Vice Mayor Kent Shafer downplayed the impact of those residents on the failure of the levy, pointing out the levy failed by 60 percent. “We need to weight this on its own merits,” he said. “Does it make sense for the city, does it make sense for the people living there to do this?”
Attorney Greg Stype, who has worked with many of the NCAs created throughout central Ohio over the past 30 years, reminded council the original millage rate asked was well above the 7.5 mills included in the petition, saying, “7.5 mills compared to most community authorities that are for decent or large-scale residential developments is actually a lower threshold.”
He went on to say the reason no houses have been built yet has a lot to do with how much a community authority generates and what the developer can afford to put into those houses.
Unlike the two other NCAs associated with the construction of Glenn Parkway, which were initiated by the city and will dissolve when the expenses for the road have been recouped, the Terra Alta NCA does not have a definitive end date.
Questioned by Councilwoman Lisa Keller about the timeline of the NCA, Stype said the millage will stay at the approved rate “long enough for the capital improvement costs to be paid back” with the millage rate dropping down to “a level that is required for simple maintenance” afterward.

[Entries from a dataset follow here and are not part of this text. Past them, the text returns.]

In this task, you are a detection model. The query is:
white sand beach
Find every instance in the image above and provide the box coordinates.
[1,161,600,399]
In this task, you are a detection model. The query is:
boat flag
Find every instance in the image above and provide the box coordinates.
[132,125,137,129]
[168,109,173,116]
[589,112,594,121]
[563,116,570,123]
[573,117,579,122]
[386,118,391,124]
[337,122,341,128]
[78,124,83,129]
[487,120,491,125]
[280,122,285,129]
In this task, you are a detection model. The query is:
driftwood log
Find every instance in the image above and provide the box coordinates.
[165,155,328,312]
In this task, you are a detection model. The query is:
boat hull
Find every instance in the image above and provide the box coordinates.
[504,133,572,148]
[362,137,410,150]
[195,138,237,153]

Stype, responding to a question from Keller about how it would be made known when those capital improvement costs had been fully reimbursed, reiterated the governing body of the NCA would consist of seven members, four of which are appointed by the city and three which would represent the developer, and that no action could be taken without the majority of the present representatives being those who were city-appointed.
Asked about the 5.5-mill rate proposed and what the rate would mean for the developer, Fisher called it a “squeeze” and said they would not be able to recover all the costs of the project as it sits today, with even more costs sure to come as it progresses.
While the developers have pushed the importance of the NCA and millage rate to the overall quality of the development, Councilman George Hellinger balked at the notion developers would drastically change the quality of their product, stating, “No, you’re not, because nobody would buy them.”
Jennifer Popham, a Realtor and former Delaware resident who now lives in Powell, took part in the public hearing to voice her support of the NCA.
“There is nothing for someone who is looking for a move-up home and wants to stay in Delaware … if you can find that one property, you have to buy something with acreage, and if you want just a small yard, there isn’t one single thing available,” she said. “So, I think there is a desperate need for the development.”
Popham went on to say the NCA would also benefit potential homeowners by lowering the cost of homes in the development. Speaking from experience, she also downplayed the idea residents could be rightfully confused about the millage rate being added to their property taxes, saying the rates are explained more than once throughout the buying process.
Following discussions, Homan said he would follow up with the development team to work on getting the proposal back in front of council.